Türkiye Yüzyılı Maarif Modeli ile ilgili bilgiler veren Yelkenci, şunları kaydetti:
"Matematiğin misyonunun artık dünyada değiştiği gibi bizim modelimizde de daha doğru bir yere oturduğunu rahatlıkla söyleyebiliriz. Türkiye Yüzyılı Maarif Modeli'nde veriye dayalı tahmin etme modeli var. Veri analizi, veri madenciliği ve veri işletmeciliği gibi beceriler ile algoritmik düşünme becerisi var. Bunlar zaten yapay zekâyı üreten beceriler. Dolayısıyla bunu uygulamaya yönelik bu şekilde hedef alabiliyorsanız yapay zekâdan istifade edebiliyorsunuz demektir."
Türkiye'nin dijital teknoloji oryantasyonuna ihtiyacı olduğuna işaret eden Yelkenci, bunu da en iyi öğretmenlerin yapabileceğini vurguladı.

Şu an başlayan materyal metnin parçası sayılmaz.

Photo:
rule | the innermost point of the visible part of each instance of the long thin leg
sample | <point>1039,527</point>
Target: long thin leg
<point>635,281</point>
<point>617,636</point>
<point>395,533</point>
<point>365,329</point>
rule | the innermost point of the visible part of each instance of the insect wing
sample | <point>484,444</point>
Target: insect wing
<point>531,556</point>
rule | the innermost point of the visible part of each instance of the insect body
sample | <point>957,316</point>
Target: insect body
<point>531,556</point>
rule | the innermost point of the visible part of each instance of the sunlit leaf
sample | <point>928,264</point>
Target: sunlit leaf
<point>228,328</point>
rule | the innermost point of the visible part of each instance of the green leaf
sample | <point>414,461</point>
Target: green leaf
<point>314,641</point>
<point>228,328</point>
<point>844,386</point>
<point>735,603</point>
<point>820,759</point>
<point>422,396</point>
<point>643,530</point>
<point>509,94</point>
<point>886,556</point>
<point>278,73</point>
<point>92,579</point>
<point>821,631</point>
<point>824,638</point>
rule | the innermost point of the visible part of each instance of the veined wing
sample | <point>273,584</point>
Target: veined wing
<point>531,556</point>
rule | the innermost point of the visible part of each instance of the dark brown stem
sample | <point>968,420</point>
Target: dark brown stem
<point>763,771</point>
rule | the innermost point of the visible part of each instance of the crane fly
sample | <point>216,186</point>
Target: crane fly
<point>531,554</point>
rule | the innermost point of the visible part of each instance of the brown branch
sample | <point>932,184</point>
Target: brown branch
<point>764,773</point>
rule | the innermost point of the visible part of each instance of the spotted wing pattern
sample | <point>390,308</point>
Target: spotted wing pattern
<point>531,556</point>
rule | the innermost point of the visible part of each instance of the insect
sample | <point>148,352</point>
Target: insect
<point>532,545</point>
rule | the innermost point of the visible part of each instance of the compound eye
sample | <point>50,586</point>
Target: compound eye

Öğrenme stilleri arasında görselin dijital devrimle öne çıktığını ve bunun ciddi zafiyetler yaşattığını dile getiren Yelkenci, konuşmasına şöyle devam etti:
"Görselin, dijital platformlar üzerinden krallığını ilan ettiğini görüyoruz. Ciddi anlamda bir görsel saltanatı var. Çocuklarımız artık her şeyi görsel öğrenme stilleriyle öğreniyor. Bu diğer tarafları zayıflatan görseli güçlendiren bir durum. Bu anlamda bilgi, idrak, anlam ve gerçeklik konularında ciddi zafiyetler yaşanıyor. İdrak bozulması yaşanıyor. İdrakin bir meseleyi bilgiden, algıdan içselleştirmeye kadar giden süreçler olarak aldığımızda, sadece görsel üzerinden oluşan bir idrakin olmasını gözlemliyoruz. Oyunlarda adam öldürmek çok kolay, akan kanın sıcaklığını, öldürülen kişinin acısını hissetmiyorsunuz, bu bir idrak bozulmasıdır işte. Okul öncesi çağındaki çocuklar, arkadaşlarını zalimce dövüyorlar ve bunu biz bilgisayar oyunundaki gibi oyun oynuyorduk diye açıklıyorlar. Öğretmenlerin siber ve cinsel zorbalığa karşı öğrencilerin psikolojilerini, maneviyatlarını güçlü tutmak için adımlar atması gerekiyor. Biz önce kendimizi inşa edeceğiz, sonra öğrencilere faydalı olacağız. Öğrencilere, bu hayatın anlamı ve amacı olduğunu, özgürlüklerini korumayı, hayatlarını nasıl yöneteceklerini öğreteceğiz."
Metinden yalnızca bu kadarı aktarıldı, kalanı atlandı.